Mons. Orosco y Giménez y Anacleto |
La actitud de Anacleto
Anacleto
no se sentía inclinado al recurso de la lucha armada. En un medio como el
mexicano, tan propenso a las soluciones violentas, prefería la resistencia
pasiva, a la que había recurrido anteriormente y que ahora estaba dispuesto a
replantear hasta en sus menores detalles. No porque en principio rechazase el
uso de la fuerza, dada la situación a que se había llegado. Pero pensaba que
yendo a las armas se le hacía el juego a Calles, enfrentándolo en un terreno
donde ciertamente tendría ventaja. En cambio, sostenía, la fuerza bruta, arma
única de la Revolución, se rompería como espada enmohecida al sentir no el
choque del hierro sino de los caracteres que no capitulan, de aquellos capaces
de repetir el grito de los que rodeaban a Napoleón en la derrota de Waterloo,
el grito de los fuertes: «La guardia perece pero no se rinde». Ponía también
como ejemplo la actitud serena y gallarda de los primeros mártires, agregando
que en todos los tiempos el gesto del mártir ha sido el único que logró
triunfar de los tiranos.
Por
eso su mensaje era una permanente convocatoria al martirio. «Nos basta con la
fuerza moral», decía. Y también: «La Iglesia está nutrida de sangre de león. No
se tiene derecho de renunciar a la púrpura. Estamos obligados a mojarla con
nuestra sangre». Por lo demás, «lo que se escribe con sangre queda escrito para
siempre, el voto de los mártires no perece jamás». Era el famoso «plebiscito de
los mártires», de que hablaría con emoción en uno de sus alegatos.
Anacleto
no buscaba tanto el triunfo próximo cuanto la proclamación heroica y martirial
de la ver-dad. Mártires ofrendó la Iglesia primitiva, escribía, mártires la
epopeya de la cristianización de los indios, mártires produjo la Revolución
francesa… En esta cadena de mártires echa sus raíces la esperanza moral de la
Patria. Por ellos, y sólo por ellos, ha de llegar el día en que triunfe la
verdad. Esta idea de González Flores nos trae al recuerdo una reflexión de Mons.
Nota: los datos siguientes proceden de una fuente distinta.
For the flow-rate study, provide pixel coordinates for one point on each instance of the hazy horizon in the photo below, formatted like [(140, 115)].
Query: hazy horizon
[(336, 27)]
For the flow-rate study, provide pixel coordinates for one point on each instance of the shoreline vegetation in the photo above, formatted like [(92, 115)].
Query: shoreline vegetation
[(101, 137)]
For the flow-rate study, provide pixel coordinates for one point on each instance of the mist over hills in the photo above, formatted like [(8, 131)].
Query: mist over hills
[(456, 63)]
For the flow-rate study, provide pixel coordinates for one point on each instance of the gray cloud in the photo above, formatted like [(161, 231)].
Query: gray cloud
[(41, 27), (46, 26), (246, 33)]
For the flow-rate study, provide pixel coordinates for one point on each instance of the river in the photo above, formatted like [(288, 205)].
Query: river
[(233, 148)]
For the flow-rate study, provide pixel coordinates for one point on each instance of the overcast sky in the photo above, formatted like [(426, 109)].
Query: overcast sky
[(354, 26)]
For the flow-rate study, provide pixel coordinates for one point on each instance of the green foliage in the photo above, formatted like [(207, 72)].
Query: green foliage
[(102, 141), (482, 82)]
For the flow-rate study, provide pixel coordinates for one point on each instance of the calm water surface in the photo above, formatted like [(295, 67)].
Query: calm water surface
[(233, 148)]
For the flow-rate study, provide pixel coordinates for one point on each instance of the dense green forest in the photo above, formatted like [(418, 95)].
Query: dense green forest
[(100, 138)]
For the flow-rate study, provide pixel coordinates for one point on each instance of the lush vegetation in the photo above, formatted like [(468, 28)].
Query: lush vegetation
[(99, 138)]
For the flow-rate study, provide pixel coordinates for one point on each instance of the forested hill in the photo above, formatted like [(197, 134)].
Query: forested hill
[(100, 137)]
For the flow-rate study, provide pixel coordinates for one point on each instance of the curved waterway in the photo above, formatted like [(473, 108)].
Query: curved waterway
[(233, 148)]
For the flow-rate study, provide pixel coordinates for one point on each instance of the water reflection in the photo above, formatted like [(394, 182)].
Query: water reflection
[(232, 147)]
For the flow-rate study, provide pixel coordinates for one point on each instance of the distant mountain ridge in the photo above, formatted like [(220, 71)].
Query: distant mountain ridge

Gay, obispo auxiliar del cardenal Pie, y es que la Iglesia vive de dos
principios, de dos sangres; de la sangre de Cristo, que se vierte místicamente
sobre el altar, y de la sangre de los mártires, que se derrama cruentamente
sobre la tierra. Ni la Misa ni el martirio faltarán jamás en la Iglesia. «Mientras la carne tiembla –afirma conmovido
Anacleto–, el mártir, envuelto en la púrpura de su sangre como un rey que se
tiende al morir, en un esfuerzo supremo y definitivo por salvar la soberanía
del alma, abre grandemente sus ojos ante el perseguidor y exclama: creo. Ha sido
la última palabra, pero también la expresión más fuerte y más alta de la
majestad humana».
Cuando
empezaron a caer los primeros mártires mexicanos, en las cercanías del templo
de Guadalupe, escribió: «Hoy nos han caído cargas de flores, sobre el altar de
la Reina… Hoy la Reina ha recibido la ofrenda de nuestros mártires; ha visto
llenarse las cárceles con los audaces seguidores de su Hijo; ha oído resonar y
temblar los calabozos, en un delirio de atrevimiento santo, de osadía sagrada…
Y seguirá la ofrenda. Porque ya sabemos los católicos que hay que proclamar a
Cristo por encima de las bayonetas, por encima de los puños crispados de los verdugos, por
encima de las cárceles, el potro, el martirio y de los resoplidos de la bestia
infernal de la persecución. Y seguirá habiendo mártires y héroes hasta ganar la
guerra y llevar el Ayate hecho bandera de victoria, hacia todos los vientos».
Por sublimes que fueran estos propósitos, no pensaba así monseñor José
de Jesús Manríquez y Zárate, obispo de Huejutla: «Si estos tales –aunque sean
nuestros mismos gobernantes–, lejos de encauzarnos por la senda del bien nos
arrastran al camino de la iniquidad, estamos obligados a ponerle resistencia,
en cuyo sentido de-ben explicarse aquellas palabras de Cristo: No he venido a
traer la paz, sino la guerra; y aquellas otras: “No queráis temer a los que
quitan la vida del cuerpo”… La resistencia puede ser activa o pasiva. El mártir
que se deja descuartizar antes de renegar de su fe, resiste pasivamente. El
soldado que defiende en el campo de batalla la libertad de adorar a su Dios,
resiste activamente a sus perseguidores. En tratándose de los individuos, puede
haber algunos casos en que sea preferible –por ser de mayor perfección– la
resistencia pasiva. Pero el martirio no es la ley ordinaria de la lucha; los
mártires son pocos; y sería una necedad, más bien dicho, sería tentar a Dios,
pretender que todo un pueblo alcanzara la corona del martirio. Luego de ley
ordinaria la lucha tiene que entablarse activamente».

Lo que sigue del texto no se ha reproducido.